Folgende Medikamente kommen bei der Chemotherapie des kolorektalen Karzinoms (KRK) zum Einsatz:

  • Irinotecan (Campto ®): hemmt die Topoisomerase I und induziert Einzelstrangbrüche. Chemotherapeuticum für den fortgeschrittenen Darmkrebs, meist in Kombination mit anderen Chemotherapeutica. Nebenwirkungen oft geringer als 5-FU/Folinsäure, manchmal profuse Durchfälle. Verlängerung der Lebenszeit um mehrere Monate möglich.
  • Oxaliplatin (Eloxantin ®): bewirkt eine Quervernetzung der DNA und eine Apoptose. Es wird meist in Kombination mit 5-FU/Folinsäure. Relativ gute Verträglichkeit. Nebenwirkungen: Neuropathie (pelziges Gefühl, Ameisenlaufen), seltener Knochenmarksstörungen u.a.
  • Capecitabine (Xeloda ®): Prodrug, das im Körper in 5-FU umgewandelt wird. Verglichen mit 5-FU weniger Nebenwirkungen: weniger Neutropenie, Alopezie, Nausea und Stomatitis, Hand-Fuß-Syndrom (entzündliche und meist schmerzhafte Rötung der Hand- und Fußflächen). Keine Lebensverlängerung für sich genommen. Vorteil: orale Applikation (Tabletteneinnahme).

Ein wichtiges Standardregime besteht aus der Kombination von Folinsäure, Fluorouracil und Oxaliplatin (abgekürzt: FOLFOX); ein anderes besteht aus Folinsäure, Fluorouracil und Irinotecan (abgekürzt: FOLFIRI).

Anti-EGFR-Antikörper

Antikörper gegen den Epidermal Growth Factor Receptor (EGFR) blockieren gezielt den EGRF-Signalweg.

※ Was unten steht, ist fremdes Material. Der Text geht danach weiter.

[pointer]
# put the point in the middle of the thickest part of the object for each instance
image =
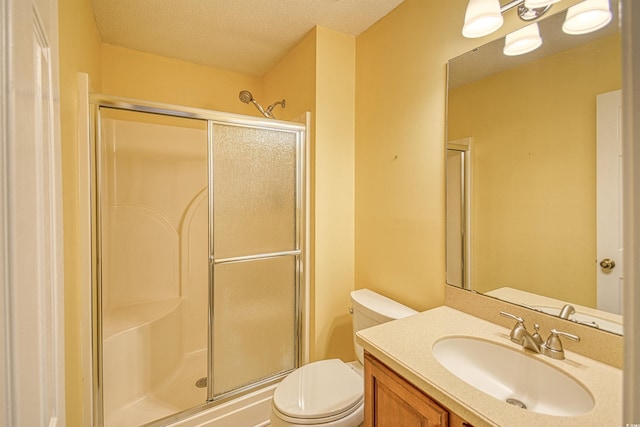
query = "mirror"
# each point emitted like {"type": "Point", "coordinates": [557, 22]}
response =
{"type": "Point", "coordinates": [524, 158]}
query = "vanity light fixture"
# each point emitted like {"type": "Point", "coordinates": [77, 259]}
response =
{"type": "Point", "coordinates": [533, 4]}
{"type": "Point", "coordinates": [586, 17]}
{"type": "Point", "coordinates": [483, 17]}
{"type": "Point", "coordinates": [523, 40]}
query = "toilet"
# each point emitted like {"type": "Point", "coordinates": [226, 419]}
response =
{"type": "Point", "coordinates": [330, 393]}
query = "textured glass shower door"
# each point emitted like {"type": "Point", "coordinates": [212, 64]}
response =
{"type": "Point", "coordinates": [255, 228]}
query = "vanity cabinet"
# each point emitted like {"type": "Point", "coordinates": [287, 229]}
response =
{"type": "Point", "coordinates": [391, 401]}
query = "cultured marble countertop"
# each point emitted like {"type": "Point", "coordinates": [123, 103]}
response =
{"type": "Point", "coordinates": [405, 346]}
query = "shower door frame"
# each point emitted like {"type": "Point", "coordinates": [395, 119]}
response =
{"type": "Point", "coordinates": [98, 101]}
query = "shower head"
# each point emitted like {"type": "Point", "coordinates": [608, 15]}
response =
{"type": "Point", "coordinates": [245, 96]}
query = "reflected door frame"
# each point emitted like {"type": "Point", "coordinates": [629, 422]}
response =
{"type": "Point", "coordinates": [458, 254]}
{"type": "Point", "coordinates": [609, 202]}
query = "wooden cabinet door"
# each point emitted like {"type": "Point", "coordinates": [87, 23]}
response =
{"type": "Point", "coordinates": [390, 401]}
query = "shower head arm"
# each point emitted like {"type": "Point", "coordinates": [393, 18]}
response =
{"type": "Point", "coordinates": [267, 113]}
{"type": "Point", "coordinates": [272, 106]}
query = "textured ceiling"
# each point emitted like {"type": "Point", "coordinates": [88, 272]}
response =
{"type": "Point", "coordinates": [246, 36]}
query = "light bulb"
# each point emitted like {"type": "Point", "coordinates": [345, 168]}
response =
{"type": "Point", "coordinates": [481, 18]}
{"type": "Point", "coordinates": [586, 17]}
{"type": "Point", "coordinates": [522, 41]}
{"type": "Point", "coordinates": [536, 4]}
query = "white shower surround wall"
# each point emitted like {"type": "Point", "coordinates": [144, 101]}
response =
{"type": "Point", "coordinates": [154, 292]}
{"type": "Point", "coordinates": [148, 338]}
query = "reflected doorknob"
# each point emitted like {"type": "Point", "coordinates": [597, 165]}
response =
{"type": "Point", "coordinates": [607, 263]}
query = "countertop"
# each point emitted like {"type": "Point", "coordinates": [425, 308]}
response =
{"type": "Point", "coordinates": [405, 346]}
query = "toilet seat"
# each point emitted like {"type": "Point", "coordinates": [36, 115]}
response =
{"type": "Point", "coordinates": [320, 392]}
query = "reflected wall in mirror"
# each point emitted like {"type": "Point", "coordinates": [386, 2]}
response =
{"type": "Point", "coordinates": [532, 119]}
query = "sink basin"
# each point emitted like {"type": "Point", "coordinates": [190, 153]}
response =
{"type": "Point", "coordinates": [513, 376]}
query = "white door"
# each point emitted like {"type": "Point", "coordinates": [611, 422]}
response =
{"type": "Point", "coordinates": [31, 276]}
{"type": "Point", "coordinates": [609, 195]}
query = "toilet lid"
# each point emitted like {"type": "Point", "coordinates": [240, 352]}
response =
{"type": "Point", "coordinates": [318, 390]}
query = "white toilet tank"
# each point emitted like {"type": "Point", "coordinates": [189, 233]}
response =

  • Cetuximab (Erbitux ®): gentechnisch hergestellter Antikörper gegen den Rezeptor für epidermalen Wachstumsfaktor (EGFR), wirksam gegen multiple epitheliale Karzinome (wie beispielsweise der Mamma, Lunge, Kolon, Blase). Eine Überexpression des Rezeptors bedingt in der Regel eine schlechtere Prognose, umgekehrt verbessert sie eine Blockade durch Antikörper. Beim kolorektalen Karzinom wird Cetuximab zur „second line“-Therapie eingesetzt. Es ist allein oder in Kombination mit Irinotecan wirksam bei Patienten mit Irinotecan-refraktärem kolorektalem Karzinom; bei der Kombination beider Medikamente war die mittlere Überlebenszeit 8,6 Monate, bei der Monotherapie 6,9 Monate [1]. KRAS Wildtyp ist ein Faktor, der die Ansprechrate und das progressionsfreie Überleben (31 vs. 10 Wochen) erheblich erhöht [2]; KRAS-Mutationen erniedrigen sie erheblich (siehe unter KRAS-Onkogen). Vor einer Behandlung sollte daher das K-ras-Gen auf Mutationen überprüft werden; nur beim Wildtyp kommt Cetuximab in Betracht.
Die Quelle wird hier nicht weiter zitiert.